Antonow also became UM’s first Child Care Fellow in 2018, researching student-parent needs and creating a five-year plan for the expansion of childcare at UM.
As an instructional assistant professor in UM’s Higher Education department, Antonow says she has had the opportunity to teach courses that focus on ethics, equity, and social justice that facilitate open and honest discussions around race, ethnicity, gender, sexual orientation, religion, national origin, political ideology, and more.
“It has been particularly rewarding to work with the next generation of educational leaders,” Antonow said. “Some discussions can be challenging, but with the diverse group of practitioner-scholars we have in the Ed.D. program, it has been inspiring.”
Antonow grew up in Oxford and graduated from the University of Texas at Arlington and later the Parsons New School of Design in New York. She worked in architectural lighting design in New York City before moving back to her hometown in 1995 to start a design practice and be closer to family.
Antonow said that she has seen many changes for the better in our community over the years, and she has been happy to have played a role.
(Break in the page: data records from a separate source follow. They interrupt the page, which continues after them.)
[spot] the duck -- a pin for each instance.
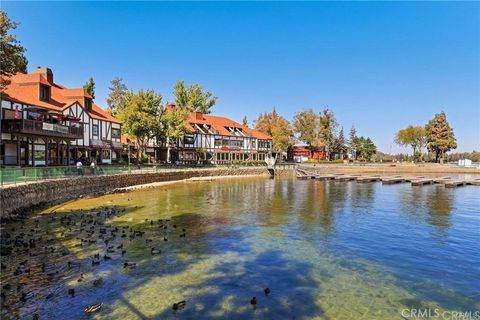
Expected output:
(179, 305)
(26, 296)
(97, 282)
(93, 308)
(129, 265)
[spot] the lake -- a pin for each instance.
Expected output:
(325, 249)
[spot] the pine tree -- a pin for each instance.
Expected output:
(90, 87)
(328, 125)
(12, 58)
(440, 137)
(278, 128)
(116, 96)
(306, 125)
(193, 98)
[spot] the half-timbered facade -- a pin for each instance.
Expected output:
(44, 123)
(217, 139)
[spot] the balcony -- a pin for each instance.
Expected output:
(40, 128)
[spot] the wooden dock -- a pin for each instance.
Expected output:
(447, 181)
(363, 179)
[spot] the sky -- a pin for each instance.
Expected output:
(380, 66)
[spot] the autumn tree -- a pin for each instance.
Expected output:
(340, 144)
(116, 96)
(440, 136)
(193, 98)
(278, 128)
(12, 54)
(328, 125)
(140, 115)
(171, 126)
(306, 124)
(366, 148)
(412, 136)
(89, 86)
(353, 142)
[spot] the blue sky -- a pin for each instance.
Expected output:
(380, 66)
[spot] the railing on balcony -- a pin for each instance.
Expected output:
(42, 128)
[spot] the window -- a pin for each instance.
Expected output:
(115, 133)
(39, 155)
(88, 104)
(265, 144)
(105, 154)
(188, 140)
(218, 142)
(44, 92)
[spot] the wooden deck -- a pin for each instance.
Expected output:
(447, 181)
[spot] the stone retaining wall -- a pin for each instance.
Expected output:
(17, 200)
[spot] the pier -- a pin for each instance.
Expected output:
(447, 181)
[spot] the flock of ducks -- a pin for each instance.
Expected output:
(91, 234)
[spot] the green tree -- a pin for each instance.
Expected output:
(440, 136)
(413, 136)
(328, 125)
(366, 149)
(245, 121)
(353, 142)
(306, 125)
(116, 96)
(89, 86)
(193, 98)
(278, 128)
(12, 58)
(171, 126)
(140, 115)
(340, 144)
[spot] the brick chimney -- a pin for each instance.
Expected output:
(46, 72)
(198, 116)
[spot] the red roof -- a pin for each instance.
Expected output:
(221, 125)
(24, 88)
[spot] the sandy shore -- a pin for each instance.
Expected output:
(190, 180)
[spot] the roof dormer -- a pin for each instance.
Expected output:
(88, 104)
(44, 92)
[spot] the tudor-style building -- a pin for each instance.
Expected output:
(44, 123)
(217, 139)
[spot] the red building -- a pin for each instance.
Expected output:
(302, 152)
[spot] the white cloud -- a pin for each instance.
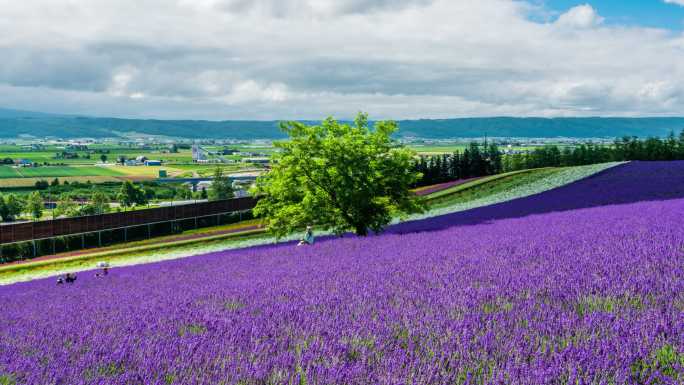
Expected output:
(272, 59)
(581, 16)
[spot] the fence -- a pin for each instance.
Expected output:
(21, 232)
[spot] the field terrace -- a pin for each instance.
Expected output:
(578, 285)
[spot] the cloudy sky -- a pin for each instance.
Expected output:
(306, 59)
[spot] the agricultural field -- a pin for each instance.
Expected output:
(580, 284)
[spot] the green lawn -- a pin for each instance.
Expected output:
(56, 171)
(8, 172)
(485, 187)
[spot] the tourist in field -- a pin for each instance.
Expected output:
(308, 237)
(105, 269)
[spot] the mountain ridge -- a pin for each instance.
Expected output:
(16, 123)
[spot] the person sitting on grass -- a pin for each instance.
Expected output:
(70, 278)
(105, 269)
(308, 237)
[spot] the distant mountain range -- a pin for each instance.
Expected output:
(15, 123)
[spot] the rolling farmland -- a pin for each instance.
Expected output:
(578, 285)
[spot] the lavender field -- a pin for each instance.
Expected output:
(583, 284)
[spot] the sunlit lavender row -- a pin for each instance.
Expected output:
(578, 285)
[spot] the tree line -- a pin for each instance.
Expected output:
(481, 160)
(474, 161)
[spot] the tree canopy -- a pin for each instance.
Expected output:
(338, 177)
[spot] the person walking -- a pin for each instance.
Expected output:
(308, 237)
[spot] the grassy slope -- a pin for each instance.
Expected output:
(468, 195)
(488, 186)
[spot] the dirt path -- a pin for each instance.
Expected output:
(141, 244)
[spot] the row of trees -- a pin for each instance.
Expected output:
(624, 149)
(474, 161)
(478, 160)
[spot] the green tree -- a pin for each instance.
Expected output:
(35, 205)
(183, 193)
(130, 195)
(13, 206)
(41, 184)
(221, 187)
(66, 206)
(99, 202)
(4, 213)
(339, 177)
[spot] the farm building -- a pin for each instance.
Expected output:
(256, 160)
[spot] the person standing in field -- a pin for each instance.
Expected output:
(308, 237)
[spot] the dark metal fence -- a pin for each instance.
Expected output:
(28, 231)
“Conversations about diversity and inclusion were not as common when I moved back to Oxford in the 90s. People did good work that helped further the efforts, but it’s more clearly defined now.”
In 1997, as the then-president of the Yoknapatawpha Arts Council, Antonow was involved with President Clinton's "One America: The President's Initiative on Race" dialogue where she was able to speak about the role the arts can play in building community across race.
In 2004, she was involved with the creation of PFLAG in Oxford- an organization that provides support to families, friends, and members of the LGBTQ+ community.
“I feel like there has been a cultural change over this past year,” said Antonow. “This past summer, with racial violence and the massive protests in response, have made me realize that I have so much more to learn and to do myself.
“People are realizing that this equity work to include all has to be part of the infrastructure, it can’t just be a few well-intended people trying to fix everything.”
Antonow said she is most interested in pursuits that result in real change.
“I acknowledge people from different backgrounds are part of the community, and I want to do whatever I can to make sure their voices are heard; that they are in positions of influence; and that they have the economic and political means to help themselves and help others.”
“I believe people who are in a position to help create change have an obligation to try to make things better for everyone.
“That is why my commitment to this work is so important to me.”
Antonow shares this year’s award with George Door, UM professor of music; Arthur Doctor, director of fraternity and sorority life at UM, and Katie McClendon, the director of student affairs for the department of pharmacy practice at the UM Medical Center.